Şişman çocuklarda insülin direnci ve kan şekeri yüksekliği, yüksek tansiyon, kan yağlarında yükselme görülebilmekte ve ilerideki yaşamlarında daha erken yaşlarda şeker ve kalp hastalıklarına yakalanma riski ve sıklığı artmaktadır. Ergenlik belirtilerinin erken yaşta ortaya çıkması da şişmanlığın neden olduğu bir diğer sorundur. Ayrıca şişman çocuklar genellikle sınıf arkadaşları tarafından dışlanması alay konusu olması v.b nedenlerle arkadaşlık edinmekte zorlanabilirler veya görüntüleri nedeniyle sosyal çevrelerinden uzaklaşabilirler.
Beslenme tedavisi:
Şişman çocukların beslenmesi normal büyüme-gelişmesini aksatmayacak yaşına uygun temel besin ögelerini karşılayacak ve hedeflenen ağırlığa yavaş yavaş ulaşacak şekilde planlanmalıdır. Bu çocuklarda öncelikle ağırlık artışı engellenmeli boy uzaması sağlanarak var olan kilo korunmalıdır. Şişmanlıkla birlikte ona eşlik eden insülin direnci, hipertansiyon, hiperlipidemi gibi komplikasyonlar varsa hafif düzeyde enerji sınırlaması ve artırılmış fiziksel aktivite ile şişmanlığın derecesine göre ayda 1-2 kilo verecek şekilde zayıflama sağlanmalıdır. Kilo alımını durdurmak veya gerektiğinde kilo verdirmek için düşük kalorili diyet uygulamaları çocuklar için uygun değildir. Çok kısıtlanmış diyetler çocuklarda besin yetersizliklerine ve büyüme-gelişme geriliğine neden olur. Öncelikle anne ve babalar çocuklarına iyi birer örnek olmalı ve çocuğun yaşına uygun sağlıklı beslenme programı uygulanmalıdır. Anne veya babası televizyon karşısında cips yiyip kola içen bir çocuktan farklı bir davranış beklenemez. Ailenin beslenme alışkanlıklarını değiştirerek daha sonraki yıllarda şişmanlığın devamını önleyecek tedbirler alması önemlidir. Şeker, çikolata, cips, bisküvi, v.b yiyecekler eve alınmamalı ve çocuklar yiyecek, içecek veya şekerlemeler ile ödüllendirilmemelidir.
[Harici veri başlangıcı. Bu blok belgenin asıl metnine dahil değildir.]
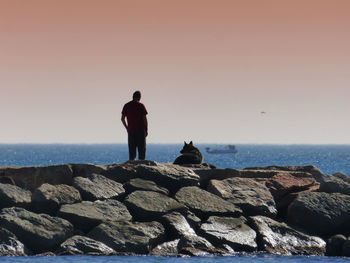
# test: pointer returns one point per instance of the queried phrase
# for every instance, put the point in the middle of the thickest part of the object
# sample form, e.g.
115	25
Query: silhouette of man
135	121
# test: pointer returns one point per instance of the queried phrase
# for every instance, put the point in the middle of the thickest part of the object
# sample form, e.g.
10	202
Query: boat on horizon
230	148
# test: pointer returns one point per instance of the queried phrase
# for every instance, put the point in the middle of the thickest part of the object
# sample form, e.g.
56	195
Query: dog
189	155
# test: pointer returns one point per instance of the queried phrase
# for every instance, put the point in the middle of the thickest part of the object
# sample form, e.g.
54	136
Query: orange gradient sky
206	69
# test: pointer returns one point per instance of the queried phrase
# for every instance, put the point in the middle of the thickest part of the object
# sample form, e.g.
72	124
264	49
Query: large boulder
11	195
80	245
86	215
39	232
252	197
205	204
170	176
234	232
48	198
127	237
336	183
177	225
10	245
147	205
321	213
144	185
31	178
279	238
98	187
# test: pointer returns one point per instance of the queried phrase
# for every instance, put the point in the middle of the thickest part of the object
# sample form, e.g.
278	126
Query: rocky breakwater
150	208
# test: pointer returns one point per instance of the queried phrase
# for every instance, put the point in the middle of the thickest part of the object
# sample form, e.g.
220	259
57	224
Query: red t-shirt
134	112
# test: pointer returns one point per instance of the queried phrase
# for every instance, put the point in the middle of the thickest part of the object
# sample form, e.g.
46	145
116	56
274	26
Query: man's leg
141	144
132	145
Düzenli beslenmenin yanı sıra çocuğun fiziksel aktivitesi de artırılmalıdır.
Kilo alımını kontrol etmek için:
-Sebze ve meyve tüketimi artırılmalı
-Enerjisi yoğun şeker, reçel, bal, pekmez, çikolata, gofret, bisküvi ve tatlılar sınırlandırılmalı
-Yağ tüketimi azaltılmalı. Bunun için fırın veya ızgarada pişirme yöntemleri tercih edilmeli, kızartmalardan, cips, krema v.b yağlı yiyeceklerden kaçınılmalı
-Okul kantinlerinde veya dışarıda sıklıkla tüketilen hamburger, ekmek arası döner v.b fast-food tarzı yiyecekler sınırlandırılmalı bu yiyeceklerin yanında gazoz, kola v.b şekerli içecekler yerine ayran tercih edilmeli
-Öğünlere özen gösterilmeli özellikle sabah kahvaltısı atlanmamalıdır. Sık atıştırmalardan kaçınılarak ara öğünlerde süt, peynirli sandviç, meyve gibi yiyecekler tercih edilmeli.
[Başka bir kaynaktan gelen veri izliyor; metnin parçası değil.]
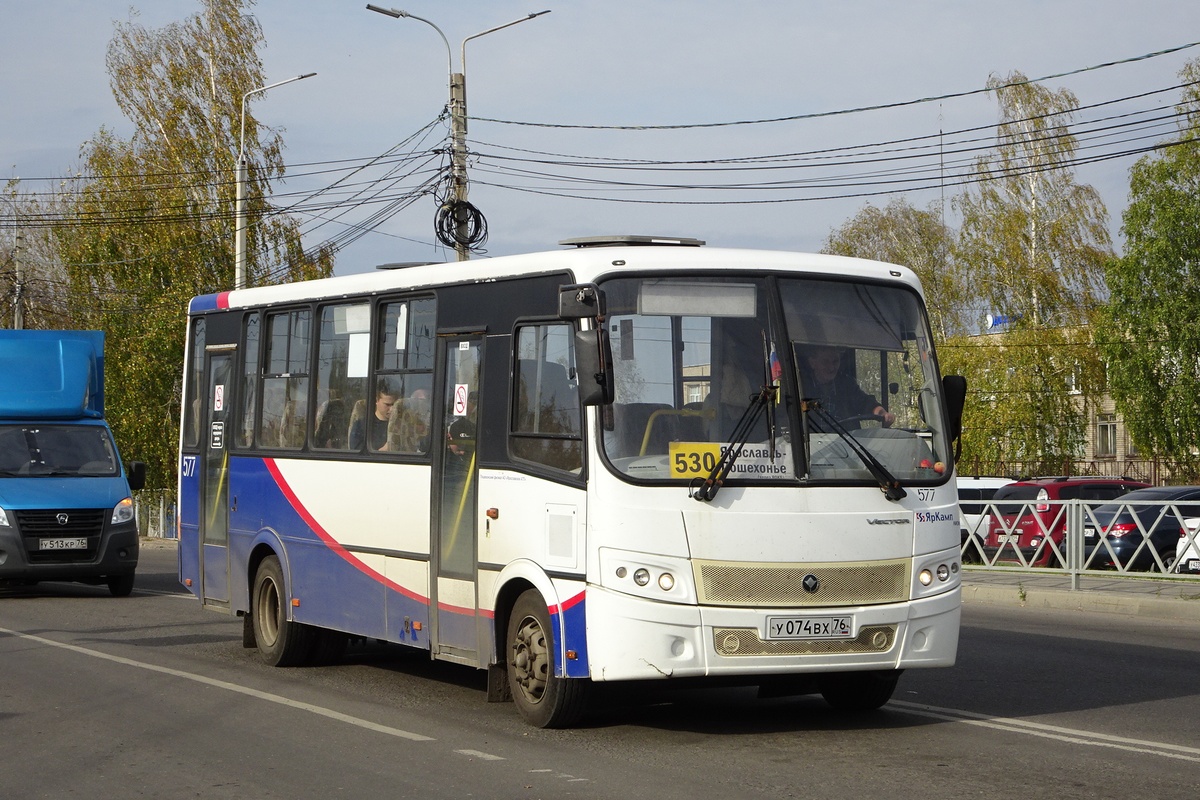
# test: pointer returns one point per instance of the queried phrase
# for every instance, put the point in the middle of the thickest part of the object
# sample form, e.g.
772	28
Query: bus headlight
935	573
655	577
123	511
-Tatlı yerine meyve yeme alışkanlığı kazanılmalı
Her ne kadar yanlış beslenme alışkanlıklarında değişiklikler yaparak ve aktivite artırılarak
şişmanlık önlenebilir gözükse de çocuklar için uygulanması oldukça güçtür. Bu nedenle çocukluk çağındaki şişmanlığın önlenmesi ve tedavisinde ebeveynler sağlıklı beslenme alışkanlığına ve hareketli bir yaşam tarzına sahip olarak çocuklarına iyi birer örnek olmalıdırlar. Ayrıca okul yöneticisi, öğretmenler ve aileler çocukların sağlıklı beslenmesi konusunda işbirliği yapmalıdırlar.